ITIM to court: Accept Orthodox conversions
02/22/2013 04:01
Many Orthodox conversion candidates have sought to convert in non-state Orthodox rabbinical courts, largely due to bureaucracy.
Witnesses testifying before the conversion panel. Photo: Marc Israel Sellem
The ITIM religious services and advocacy group has filed a petition with the
High Court of Justice demanding that the Interior Ministry recognize Orthodox
conversions performed in Israel in non-state Orthodox rabbinical
courts.
The state conversion authority, which comes under the auspices of
the Prime Minister’s Office, is the only body in the country through which an
Orthodox convert can gain legal recognition that he or she is Jewish.
But
many Orthodox conversion candidates have in recent years sought to convert in
non-state Orthodox rabbinical courts, largely because of bureaucratic obstacles
and inefficiencies in the state run system.

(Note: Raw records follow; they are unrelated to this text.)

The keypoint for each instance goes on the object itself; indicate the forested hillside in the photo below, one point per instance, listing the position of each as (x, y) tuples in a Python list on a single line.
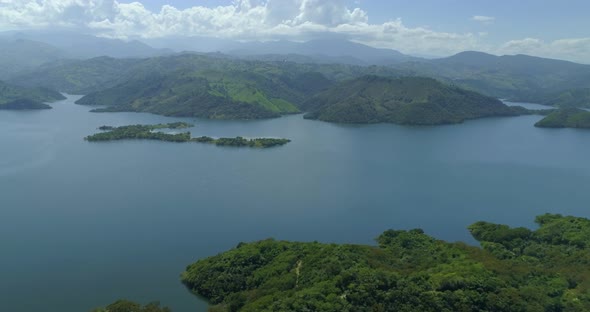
[(408, 100), (516, 269)]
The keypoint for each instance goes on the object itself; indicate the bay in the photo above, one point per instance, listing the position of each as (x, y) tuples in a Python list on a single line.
[(83, 224)]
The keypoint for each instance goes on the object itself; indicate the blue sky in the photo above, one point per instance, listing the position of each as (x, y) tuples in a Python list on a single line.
[(514, 19), (548, 28)]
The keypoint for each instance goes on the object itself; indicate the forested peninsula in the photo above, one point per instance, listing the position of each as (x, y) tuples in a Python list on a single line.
[(151, 132), (516, 269)]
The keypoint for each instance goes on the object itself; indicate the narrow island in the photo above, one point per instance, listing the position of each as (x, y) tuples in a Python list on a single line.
[(566, 118), (150, 132)]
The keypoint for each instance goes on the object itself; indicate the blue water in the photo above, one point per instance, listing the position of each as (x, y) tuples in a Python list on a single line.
[(83, 224)]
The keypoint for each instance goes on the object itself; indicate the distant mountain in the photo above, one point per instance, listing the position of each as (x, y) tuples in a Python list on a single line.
[(13, 97), (78, 77), (87, 76), (326, 50), (81, 46), (409, 100), (517, 77), (314, 51), (219, 88), (18, 55)]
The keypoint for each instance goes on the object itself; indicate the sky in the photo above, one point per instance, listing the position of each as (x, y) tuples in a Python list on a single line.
[(548, 28)]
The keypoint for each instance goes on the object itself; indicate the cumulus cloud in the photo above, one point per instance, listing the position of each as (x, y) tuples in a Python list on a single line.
[(574, 49), (483, 19), (264, 20), (242, 19)]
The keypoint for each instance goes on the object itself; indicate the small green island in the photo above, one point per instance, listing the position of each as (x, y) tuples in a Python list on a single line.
[(151, 132), (566, 118)]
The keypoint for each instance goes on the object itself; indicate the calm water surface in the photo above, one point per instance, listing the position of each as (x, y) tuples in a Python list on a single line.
[(82, 224)]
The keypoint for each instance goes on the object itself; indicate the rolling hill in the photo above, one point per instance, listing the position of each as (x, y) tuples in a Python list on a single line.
[(515, 77), (408, 100)]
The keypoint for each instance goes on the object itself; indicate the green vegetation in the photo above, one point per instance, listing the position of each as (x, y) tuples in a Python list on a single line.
[(520, 78), (22, 104), (566, 118), (149, 132), (408, 100), (129, 306), (13, 97), (516, 269)]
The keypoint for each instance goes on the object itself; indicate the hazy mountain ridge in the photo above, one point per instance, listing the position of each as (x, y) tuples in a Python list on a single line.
[(407, 100)]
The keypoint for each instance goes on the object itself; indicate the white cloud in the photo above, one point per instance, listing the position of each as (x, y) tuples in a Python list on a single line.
[(483, 19), (242, 19), (266, 20), (574, 49)]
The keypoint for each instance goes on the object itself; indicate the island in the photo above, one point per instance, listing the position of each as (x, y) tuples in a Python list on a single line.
[(566, 118), (515, 269), (151, 132), (406, 101)]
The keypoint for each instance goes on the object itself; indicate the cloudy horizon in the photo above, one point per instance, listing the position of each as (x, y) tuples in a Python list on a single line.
[(473, 28)]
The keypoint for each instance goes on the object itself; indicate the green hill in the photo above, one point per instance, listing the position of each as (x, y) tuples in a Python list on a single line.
[(568, 98), (218, 95), (566, 118), (516, 77), (516, 269), (14, 97), (409, 100)]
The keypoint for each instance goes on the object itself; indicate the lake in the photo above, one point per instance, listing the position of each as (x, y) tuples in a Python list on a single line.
[(83, 224)]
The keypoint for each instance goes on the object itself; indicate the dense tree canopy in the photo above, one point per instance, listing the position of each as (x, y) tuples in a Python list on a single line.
[(150, 132), (516, 269)]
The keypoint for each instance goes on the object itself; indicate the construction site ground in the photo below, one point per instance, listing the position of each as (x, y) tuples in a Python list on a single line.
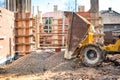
[(49, 65)]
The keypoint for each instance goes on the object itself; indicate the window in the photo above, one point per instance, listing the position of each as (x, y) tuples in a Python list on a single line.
[(48, 28)]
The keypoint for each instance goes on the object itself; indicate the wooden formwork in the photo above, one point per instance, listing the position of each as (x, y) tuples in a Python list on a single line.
[(56, 38), (24, 34), (96, 20)]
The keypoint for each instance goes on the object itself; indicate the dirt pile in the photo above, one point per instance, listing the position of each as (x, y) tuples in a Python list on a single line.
[(50, 65), (29, 64)]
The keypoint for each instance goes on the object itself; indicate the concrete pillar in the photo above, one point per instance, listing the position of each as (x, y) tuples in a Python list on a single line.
[(55, 8), (81, 8)]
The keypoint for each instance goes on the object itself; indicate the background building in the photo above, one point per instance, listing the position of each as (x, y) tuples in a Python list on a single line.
[(111, 21), (54, 30), (7, 30)]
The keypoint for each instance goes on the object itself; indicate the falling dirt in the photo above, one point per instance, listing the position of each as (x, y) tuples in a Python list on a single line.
[(53, 66)]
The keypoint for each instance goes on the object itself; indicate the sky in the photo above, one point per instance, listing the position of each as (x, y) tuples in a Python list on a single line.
[(47, 5)]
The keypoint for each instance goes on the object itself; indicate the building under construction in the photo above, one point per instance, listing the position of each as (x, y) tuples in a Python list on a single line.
[(24, 25)]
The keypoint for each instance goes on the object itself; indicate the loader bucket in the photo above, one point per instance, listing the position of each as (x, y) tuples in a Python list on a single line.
[(77, 31)]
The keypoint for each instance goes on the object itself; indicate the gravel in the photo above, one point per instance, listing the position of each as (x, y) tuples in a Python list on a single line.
[(53, 66)]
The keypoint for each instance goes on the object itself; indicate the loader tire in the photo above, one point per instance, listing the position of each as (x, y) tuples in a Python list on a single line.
[(92, 55)]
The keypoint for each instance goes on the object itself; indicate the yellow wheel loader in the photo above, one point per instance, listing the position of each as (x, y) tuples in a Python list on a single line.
[(80, 42)]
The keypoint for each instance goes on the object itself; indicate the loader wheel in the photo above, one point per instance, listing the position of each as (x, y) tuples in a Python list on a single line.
[(92, 55)]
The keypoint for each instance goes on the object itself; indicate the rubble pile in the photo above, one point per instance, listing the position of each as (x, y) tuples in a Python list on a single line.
[(51, 65)]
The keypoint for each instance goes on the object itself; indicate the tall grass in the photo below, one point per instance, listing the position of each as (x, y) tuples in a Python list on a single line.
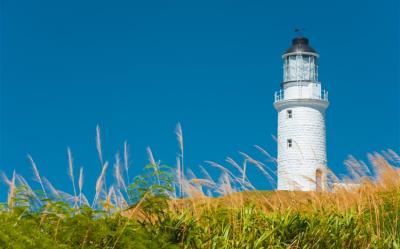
[(360, 210)]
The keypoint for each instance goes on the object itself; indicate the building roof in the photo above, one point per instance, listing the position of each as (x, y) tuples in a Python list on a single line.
[(300, 44)]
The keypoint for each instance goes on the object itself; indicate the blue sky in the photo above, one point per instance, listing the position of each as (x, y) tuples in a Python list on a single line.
[(137, 68)]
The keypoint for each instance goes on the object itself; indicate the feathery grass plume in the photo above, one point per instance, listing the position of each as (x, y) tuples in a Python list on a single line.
[(122, 203), (26, 191), (179, 175), (108, 205), (118, 174), (234, 164), (98, 144), (179, 136), (37, 175), (394, 156), (80, 185), (153, 162), (5, 178), (71, 173), (50, 187), (99, 183), (259, 165), (11, 192), (126, 160)]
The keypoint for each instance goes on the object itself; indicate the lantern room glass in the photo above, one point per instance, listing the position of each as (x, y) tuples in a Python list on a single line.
[(300, 67)]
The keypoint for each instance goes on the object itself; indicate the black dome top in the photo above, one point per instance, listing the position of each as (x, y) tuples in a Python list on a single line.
[(300, 44)]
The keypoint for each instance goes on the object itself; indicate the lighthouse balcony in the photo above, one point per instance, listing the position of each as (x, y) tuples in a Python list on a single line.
[(301, 94)]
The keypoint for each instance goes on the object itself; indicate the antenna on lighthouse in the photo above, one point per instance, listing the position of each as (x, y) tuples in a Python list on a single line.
[(299, 31)]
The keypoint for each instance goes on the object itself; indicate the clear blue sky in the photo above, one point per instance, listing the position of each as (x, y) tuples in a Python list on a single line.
[(139, 67)]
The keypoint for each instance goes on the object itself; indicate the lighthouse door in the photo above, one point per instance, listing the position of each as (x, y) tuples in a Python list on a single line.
[(318, 180)]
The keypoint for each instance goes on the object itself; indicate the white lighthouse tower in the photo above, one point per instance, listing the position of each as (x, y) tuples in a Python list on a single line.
[(301, 105)]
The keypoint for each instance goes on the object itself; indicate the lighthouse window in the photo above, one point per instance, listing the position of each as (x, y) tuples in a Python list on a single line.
[(290, 143), (289, 113)]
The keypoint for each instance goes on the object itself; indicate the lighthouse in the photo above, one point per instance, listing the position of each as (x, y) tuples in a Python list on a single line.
[(301, 103)]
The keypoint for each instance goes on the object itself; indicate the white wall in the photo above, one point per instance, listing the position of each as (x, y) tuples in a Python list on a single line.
[(297, 165)]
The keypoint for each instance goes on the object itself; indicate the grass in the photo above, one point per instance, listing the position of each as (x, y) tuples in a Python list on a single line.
[(148, 212)]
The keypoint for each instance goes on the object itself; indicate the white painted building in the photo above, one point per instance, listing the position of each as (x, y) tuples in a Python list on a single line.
[(301, 105)]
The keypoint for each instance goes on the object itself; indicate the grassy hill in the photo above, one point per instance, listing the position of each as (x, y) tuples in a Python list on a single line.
[(362, 217)]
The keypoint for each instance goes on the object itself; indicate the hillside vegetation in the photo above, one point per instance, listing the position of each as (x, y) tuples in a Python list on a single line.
[(165, 208)]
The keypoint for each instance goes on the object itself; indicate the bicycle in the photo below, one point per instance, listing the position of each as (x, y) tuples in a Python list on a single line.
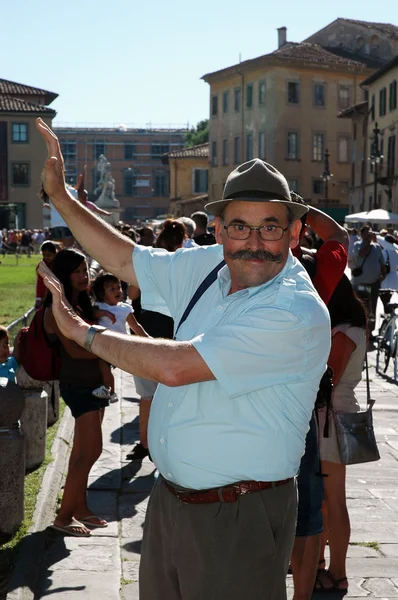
[(387, 340)]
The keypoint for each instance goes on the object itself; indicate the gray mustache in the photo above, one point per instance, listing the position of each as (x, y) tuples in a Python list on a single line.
[(256, 255)]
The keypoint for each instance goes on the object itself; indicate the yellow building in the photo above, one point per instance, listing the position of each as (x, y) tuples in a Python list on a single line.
[(22, 153), (189, 178), (381, 188), (282, 107)]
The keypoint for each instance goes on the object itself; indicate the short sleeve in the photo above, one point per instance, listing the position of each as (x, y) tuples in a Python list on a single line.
[(331, 261), (255, 352)]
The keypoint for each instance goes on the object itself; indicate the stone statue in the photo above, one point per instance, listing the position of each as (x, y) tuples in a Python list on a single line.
[(106, 185)]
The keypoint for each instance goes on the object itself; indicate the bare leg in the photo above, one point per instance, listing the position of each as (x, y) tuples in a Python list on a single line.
[(338, 520), (145, 408), (87, 448), (304, 560)]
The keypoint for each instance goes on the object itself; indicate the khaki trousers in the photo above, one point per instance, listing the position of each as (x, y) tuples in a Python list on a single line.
[(220, 551)]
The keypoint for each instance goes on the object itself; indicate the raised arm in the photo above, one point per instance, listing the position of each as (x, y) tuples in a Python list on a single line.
[(326, 227), (109, 247)]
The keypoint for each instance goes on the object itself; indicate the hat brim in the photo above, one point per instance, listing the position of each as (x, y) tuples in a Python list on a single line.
[(216, 208)]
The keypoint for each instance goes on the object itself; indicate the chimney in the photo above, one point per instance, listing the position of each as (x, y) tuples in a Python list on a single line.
[(282, 36)]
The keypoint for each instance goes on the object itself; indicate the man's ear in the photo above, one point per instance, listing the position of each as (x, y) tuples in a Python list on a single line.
[(295, 230), (219, 229)]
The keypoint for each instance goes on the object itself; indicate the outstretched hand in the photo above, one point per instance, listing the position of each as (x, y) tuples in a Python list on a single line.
[(53, 173), (70, 324)]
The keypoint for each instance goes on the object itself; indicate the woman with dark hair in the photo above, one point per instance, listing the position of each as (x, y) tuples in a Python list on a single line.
[(171, 236), (79, 376), (348, 321)]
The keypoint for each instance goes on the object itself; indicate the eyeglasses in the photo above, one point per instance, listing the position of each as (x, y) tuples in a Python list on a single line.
[(269, 233)]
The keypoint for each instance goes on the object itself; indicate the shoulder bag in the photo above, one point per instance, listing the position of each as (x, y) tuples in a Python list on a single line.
[(355, 435)]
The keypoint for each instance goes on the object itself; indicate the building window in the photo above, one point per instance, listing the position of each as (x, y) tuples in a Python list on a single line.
[(319, 94), (225, 152), (225, 102), (214, 154), (70, 174), (261, 145), (20, 133), (99, 148), (318, 146), (292, 145), (249, 95), (344, 96), (391, 156), (214, 106), (157, 150), (382, 102), (317, 186), (237, 99), (261, 92), (68, 149), (200, 181), (393, 96), (160, 187), (344, 188), (372, 108), (129, 182), (130, 151), (236, 150), (343, 148), (20, 174), (249, 146), (293, 92)]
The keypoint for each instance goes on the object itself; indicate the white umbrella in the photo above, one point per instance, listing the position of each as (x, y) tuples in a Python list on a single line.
[(379, 215)]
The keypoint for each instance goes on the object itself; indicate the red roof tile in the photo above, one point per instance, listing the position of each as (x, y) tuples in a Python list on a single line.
[(10, 104), (11, 88)]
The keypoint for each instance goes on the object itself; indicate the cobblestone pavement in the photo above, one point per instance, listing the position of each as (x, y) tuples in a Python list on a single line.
[(106, 565)]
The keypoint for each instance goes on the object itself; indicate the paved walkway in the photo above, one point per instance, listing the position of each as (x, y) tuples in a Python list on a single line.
[(105, 566)]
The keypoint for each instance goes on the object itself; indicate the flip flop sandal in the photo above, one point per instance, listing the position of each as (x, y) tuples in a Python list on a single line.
[(71, 529), (88, 522)]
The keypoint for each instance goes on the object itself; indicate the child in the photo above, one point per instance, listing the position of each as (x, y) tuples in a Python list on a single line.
[(48, 250), (8, 364), (108, 293)]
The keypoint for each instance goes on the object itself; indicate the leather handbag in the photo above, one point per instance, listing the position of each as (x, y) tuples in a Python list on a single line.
[(355, 434)]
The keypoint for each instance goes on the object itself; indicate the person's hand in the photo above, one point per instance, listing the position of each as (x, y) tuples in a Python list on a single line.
[(53, 173), (69, 323), (82, 194)]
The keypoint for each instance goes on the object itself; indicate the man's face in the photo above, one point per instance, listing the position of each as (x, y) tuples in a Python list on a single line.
[(255, 261)]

ITIM claims that the state
has “implemented policies that reject converts out of hand, because of their
personal status as tourists, students or spouses of Israelis,” and that this has
given rise to increased demand for conversion in non-state Orthodox conversion
courts.
The organization cited one case in its petition in which a woman
from South America, who wishes to remain anonymous, applied to the state
conversion authority to convert in 2007, but was only accepted by its Exceptions
Committee to begin the conversion process in 2010.
She had, however,
become frustrated with the system by this time and had already approached the
haredi Badatz rabbinical court of Rabbi Nissim Karelitz in Bnei Brak, which
accepted her for conversion.
She successfully completed her conversion
course through Karelitz’s rabbinical court and in March 2011 was registered by a
state rabbinical court as Jewish.
The woman subsequently married and had
a child, but because she is not registered in the Interior Ministry’s population
registry as Jewish, her child is not considered Jewish by the state.
In a
separate case, another woman converted under the auspices of the respected
Orthodox scholar Rabbi Adin Steinsaltz and his private rabbinical court. Her
conversion was also subsequently accepted by a state rabbinical court, which
wrote to the Interior Ministry requesting that her status be changed
accordingly, a request that was nevertheless refused.
According to ITIM,
approximately 10 percent of conversions conducted in the country are carried out
in non-state rabbinical courts.
The Interior Ministry is concerned with
the precedent of accepting converts who have not converted through the state
system, fearing that the process would lose the requisite oversight and
regulation.
ITIM’s petition argues that the ministry has exceeded its
authority by essentially monopolizing the ability to determine who is a Jew, and
demands that it make public its criteria for establishing this.
The
organization also requested in its suit that the court issue an injunction
against the Interior Ministry, to compel it to recognize the conversion of the
two women, who are party to its suit, together with two further
cases.
ITIM director Orthodox Rabbi Seth Farber said that the petition
was “a good opportunity to open doors of conversion to more people who are
looking for alternative Orthodox conversion routes.”